Even if there are red flags flying all around telling you that he is not the one. And the outcome of this is your time being wasted by you trying to force something that was not meant to be and then you waking up one day being mad wondering how you missed the red flags.
The red flags were there all along you just missed them because he was the only option you had and you wanted him to work out so bad that you ignored the obvious.
Instead you chose to have tunnel vision and overlook all the flaws a man may have when you are dating him because in your heart you really wanted this one guy to be it. When you are dating more than one man you can remain more objective.
Case in point
I first learned this lesson when I was dating more than one man. One man treated me like trash but I really liked him and the other treated me well but I did not really like him. At first, I gave all my time, effort, and energy to the man that I like but treated me like trash.
But then the man who really liked me really started to show up, talk to me, be nice to me, and treat me right. And because I was dating them both it really highlighted how the guy I thought I liked more really did not like me back. Because this other guy who really did like me put in so much effort to show me how much he liked me that it brought to light how much the other one didn’t.
And it made me realize to stop wasting effort on the one who did not like me so much and to recognize the signs and to put more effort into the one who did. All of which would not have been possible if I was not dating both of them to really highlight the difference.
You Learn What You Like
How can you ever know what you like or how you like to be treated on a date if you do not have anything to compare it to? Remember the woman that I mentioned at the beginning that I was counseling, this was her main concern.

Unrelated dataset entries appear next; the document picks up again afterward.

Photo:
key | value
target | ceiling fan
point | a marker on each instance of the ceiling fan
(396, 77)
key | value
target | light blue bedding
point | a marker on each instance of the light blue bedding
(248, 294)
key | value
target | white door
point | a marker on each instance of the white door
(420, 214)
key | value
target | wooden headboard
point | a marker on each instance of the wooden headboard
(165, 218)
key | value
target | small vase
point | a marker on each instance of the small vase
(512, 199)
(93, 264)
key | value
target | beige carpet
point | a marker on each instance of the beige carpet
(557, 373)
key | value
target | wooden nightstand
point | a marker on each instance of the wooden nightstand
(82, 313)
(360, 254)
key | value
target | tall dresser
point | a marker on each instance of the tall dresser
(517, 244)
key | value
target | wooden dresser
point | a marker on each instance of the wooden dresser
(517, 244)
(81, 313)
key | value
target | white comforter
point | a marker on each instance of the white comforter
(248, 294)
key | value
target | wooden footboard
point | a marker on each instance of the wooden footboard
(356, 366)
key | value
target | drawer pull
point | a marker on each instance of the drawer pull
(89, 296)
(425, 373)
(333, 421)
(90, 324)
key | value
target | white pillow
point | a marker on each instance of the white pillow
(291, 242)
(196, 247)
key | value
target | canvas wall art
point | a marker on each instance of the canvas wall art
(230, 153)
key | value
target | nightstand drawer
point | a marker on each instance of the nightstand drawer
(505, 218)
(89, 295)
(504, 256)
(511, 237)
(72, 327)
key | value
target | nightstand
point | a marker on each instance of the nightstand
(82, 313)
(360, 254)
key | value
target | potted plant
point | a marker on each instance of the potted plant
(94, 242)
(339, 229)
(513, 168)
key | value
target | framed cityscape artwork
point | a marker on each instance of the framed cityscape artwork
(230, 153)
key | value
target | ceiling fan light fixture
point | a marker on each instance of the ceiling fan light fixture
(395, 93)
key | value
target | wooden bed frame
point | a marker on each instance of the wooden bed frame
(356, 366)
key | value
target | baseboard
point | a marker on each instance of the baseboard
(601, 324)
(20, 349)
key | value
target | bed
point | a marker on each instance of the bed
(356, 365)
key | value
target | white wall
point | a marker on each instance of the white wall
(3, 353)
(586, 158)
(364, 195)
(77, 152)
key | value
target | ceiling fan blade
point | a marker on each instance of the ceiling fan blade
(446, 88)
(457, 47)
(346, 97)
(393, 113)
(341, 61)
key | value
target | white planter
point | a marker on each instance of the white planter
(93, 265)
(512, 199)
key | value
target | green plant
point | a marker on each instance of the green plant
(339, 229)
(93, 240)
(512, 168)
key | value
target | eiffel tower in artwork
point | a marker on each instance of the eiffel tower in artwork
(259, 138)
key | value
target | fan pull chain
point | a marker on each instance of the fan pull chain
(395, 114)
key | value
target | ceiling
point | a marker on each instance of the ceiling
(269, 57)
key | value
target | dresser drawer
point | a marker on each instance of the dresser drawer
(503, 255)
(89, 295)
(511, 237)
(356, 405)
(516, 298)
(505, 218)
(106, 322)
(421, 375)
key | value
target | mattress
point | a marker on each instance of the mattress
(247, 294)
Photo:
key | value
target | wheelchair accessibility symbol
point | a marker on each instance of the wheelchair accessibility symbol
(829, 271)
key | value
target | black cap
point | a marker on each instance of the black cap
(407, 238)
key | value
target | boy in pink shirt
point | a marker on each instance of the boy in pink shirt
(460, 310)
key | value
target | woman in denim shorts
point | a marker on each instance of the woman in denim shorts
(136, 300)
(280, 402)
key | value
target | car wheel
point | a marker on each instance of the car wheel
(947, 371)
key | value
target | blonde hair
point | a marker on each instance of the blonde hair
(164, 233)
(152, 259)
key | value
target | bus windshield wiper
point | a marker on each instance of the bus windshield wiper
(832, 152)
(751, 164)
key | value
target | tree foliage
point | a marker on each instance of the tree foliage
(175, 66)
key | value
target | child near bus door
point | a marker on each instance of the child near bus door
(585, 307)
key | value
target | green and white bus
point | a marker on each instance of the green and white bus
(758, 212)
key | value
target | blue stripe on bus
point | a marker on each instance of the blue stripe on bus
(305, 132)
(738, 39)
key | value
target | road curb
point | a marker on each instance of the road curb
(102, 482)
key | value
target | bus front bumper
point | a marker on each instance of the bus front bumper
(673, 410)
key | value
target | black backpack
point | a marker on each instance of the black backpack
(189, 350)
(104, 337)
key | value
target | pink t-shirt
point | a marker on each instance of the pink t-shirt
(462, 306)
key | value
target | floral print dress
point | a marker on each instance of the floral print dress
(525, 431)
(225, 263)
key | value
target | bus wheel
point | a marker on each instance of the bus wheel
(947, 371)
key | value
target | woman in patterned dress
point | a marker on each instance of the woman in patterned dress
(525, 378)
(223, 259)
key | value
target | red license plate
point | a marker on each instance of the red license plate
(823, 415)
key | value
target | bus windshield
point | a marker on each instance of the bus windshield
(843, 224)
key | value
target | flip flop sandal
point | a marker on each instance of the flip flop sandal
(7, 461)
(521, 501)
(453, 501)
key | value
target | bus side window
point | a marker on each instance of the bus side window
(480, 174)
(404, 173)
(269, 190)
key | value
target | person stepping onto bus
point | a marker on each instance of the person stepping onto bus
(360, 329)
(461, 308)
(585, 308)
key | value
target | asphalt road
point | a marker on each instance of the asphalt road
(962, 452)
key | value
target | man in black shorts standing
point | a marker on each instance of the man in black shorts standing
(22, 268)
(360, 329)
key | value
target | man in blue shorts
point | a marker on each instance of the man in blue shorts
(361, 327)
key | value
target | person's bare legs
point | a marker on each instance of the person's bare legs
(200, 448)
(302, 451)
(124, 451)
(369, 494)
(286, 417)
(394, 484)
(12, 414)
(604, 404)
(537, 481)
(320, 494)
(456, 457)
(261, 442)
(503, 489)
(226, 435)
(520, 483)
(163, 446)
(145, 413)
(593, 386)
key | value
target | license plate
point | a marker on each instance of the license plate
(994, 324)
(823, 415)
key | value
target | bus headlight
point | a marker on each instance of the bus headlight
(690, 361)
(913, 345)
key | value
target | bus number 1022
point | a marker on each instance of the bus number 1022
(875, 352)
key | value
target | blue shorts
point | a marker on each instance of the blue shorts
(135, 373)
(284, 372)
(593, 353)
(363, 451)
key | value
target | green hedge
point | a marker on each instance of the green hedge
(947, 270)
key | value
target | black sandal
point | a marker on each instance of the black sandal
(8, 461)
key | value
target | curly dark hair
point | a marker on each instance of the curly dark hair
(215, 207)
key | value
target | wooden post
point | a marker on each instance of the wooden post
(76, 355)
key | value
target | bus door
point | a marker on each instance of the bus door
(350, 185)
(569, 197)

That she would start dating one man, marry him, and then found out that she did not like him because she did not have anyone else to compare it to. As her counselor, I felt this was a VALID feeling. At the end whoever she dated and/or married she was going to be the one in that situation. Not her family and not her friends. She had to be happy with the decisions she made in regards to men. Not anyone else.
As I always say, I do not date the same men now that I dated back in the day. In fact, I date so much better. Because I used to go for superficial men that had no real depth and now I know what to look for because I have dated and been with men who were wrong.
And guess what, some of those men even wanted to marry me. I could not even imagine marrying those men and being stuck with them after living life, dating better men, and realizing what they offered was never good for me. I learned that because I was dating multiple men. Also, check out my video below on the bad dating experiences I had that caused me to be celibate for over 5 years.
Dating Multiple Men ~ Summing it all up
Once you start dating someone it does not mean that the man is dedicated to you and it does not mean that you are dedicated to him. All it means is that you are dating to try to see if you can form something deeper so you both will know if you can form an actual relationship.
And if during the dating process you determine that is not the case, then you still have other options because you always kept your options open and did not shut down your life based on a man that you may or may not have ended up with. Thus leading to your time NOT being wasted for months or sometimes years on end with one man dating you, not being sure about you, you only dating him only to realize it was not right. And bam there a year wasted on the wrong one.
Another benefit is so that during this process you do not become jilted remember NOT to have sex with them. You can check out my video on why being celibate is not just about NOT having sex. It is about protecting you from getting attached to men who may not be in your life a few weeks from now, months from now, or a year from now.